Safety Assessment The safety significance of this event is considered minimal. The Primary Containment Isolation steam leak detection system functioned as designed. With the HPCI system isolated and inoperable, the remaining Emergency Core Cooling Systems (ECCS), with the exception of "A" loop of RHR (i.e., Low Pressure Coolant Injection), along with the RCIC system and the Automatic Depressurization (ADS) system were operable and available to provide adequate core cooling if needed. No other actuations occurred, and plant staff took immediate and proper actions to return the HPCI system to operable.

Corrective Actions

The following corrective action was completed.

  • Replacement of the failed thermocouple input module.

Previous Similar Events

A review of LERs and corrective action program condition reports for the past three years was completed, and the following similar occurrences were identified.

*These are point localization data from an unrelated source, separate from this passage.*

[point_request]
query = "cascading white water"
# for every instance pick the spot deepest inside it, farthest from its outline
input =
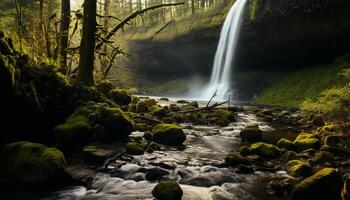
(225, 53)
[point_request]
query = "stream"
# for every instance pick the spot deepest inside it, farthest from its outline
(196, 167)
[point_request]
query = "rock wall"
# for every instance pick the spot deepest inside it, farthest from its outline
(275, 34)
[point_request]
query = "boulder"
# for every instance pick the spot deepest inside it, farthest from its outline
(160, 112)
(298, 168)
(121, 97)
(340, 142)
(104, 87)
(323, 157)
(135, 148)
(306, 141)
(93, 122)
(168, 134)
(32, 164)
(142, 107)
(251, 134)
(290, 155)
(167, 190)
(156, 174)
(325, 184)
(73, 134)
(285, 144)
(265, 150)
(150, 102)
(224, 117)
(96, 154)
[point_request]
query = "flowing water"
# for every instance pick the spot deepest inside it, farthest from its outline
(196, 167)
(222, 68)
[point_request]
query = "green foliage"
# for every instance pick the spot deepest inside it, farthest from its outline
(326, 183)
(31, 164)
(292, 88)
(210, 18)
(333, 103)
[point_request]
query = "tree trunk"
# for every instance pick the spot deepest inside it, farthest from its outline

Nuclear Condition Report (NCR) 312335 documented a December 23, 2008, failure of a NUMAC thermocouple input card which resulted in an isolation of the RWCU system. The cause of the failure was contributed to a random failure of a circuit board component (i.e., AS card), however, erratic readings observed by a Senior Reactor, Operator at the time of the failure, indicate that this failure mechanism was not the same as that being reported in LER 1-2009-003. Additionally, preliminary repair summary report data confirm that the December 23, 2008, event was due to failure of different component. A second new input card installed from stores also failed. The corrective actions for this failure were to replace the cards, and send the failed cards to General Electric (GE) for a complete failure analysis. The preliminary repair summary report indicates that these failures were not repeatable. The corrective actions resulting from the report had not been finalized or implemented at the time of this failure. Thus, the corrective actions could not have reasonably been expected to prevent this event.

NCR 316200 documented a January 22, 2009, failure of a NUMAC thermocouple input card which resulted in the module experiencing a self-diagnostic test fault. The vendor repair of this component in 2001 apparently did not detect an intermittent problem that caused the subsequent faults. This was the same card that had previously been replaced on December 23, 2008 (i.e., AS card). The corrective actions were to replace the card, and send the failed card to GE for a complete failure analysis. The preliminary repair summary report indicates that these failures were not repeatable. The corrective actions resulting from the report had not been finalized or implemented at the time of this failure. Thus, the corrective actions could not have reasonably been expected to prevent this event.

Commitments No regulatory commitments are contained in this report.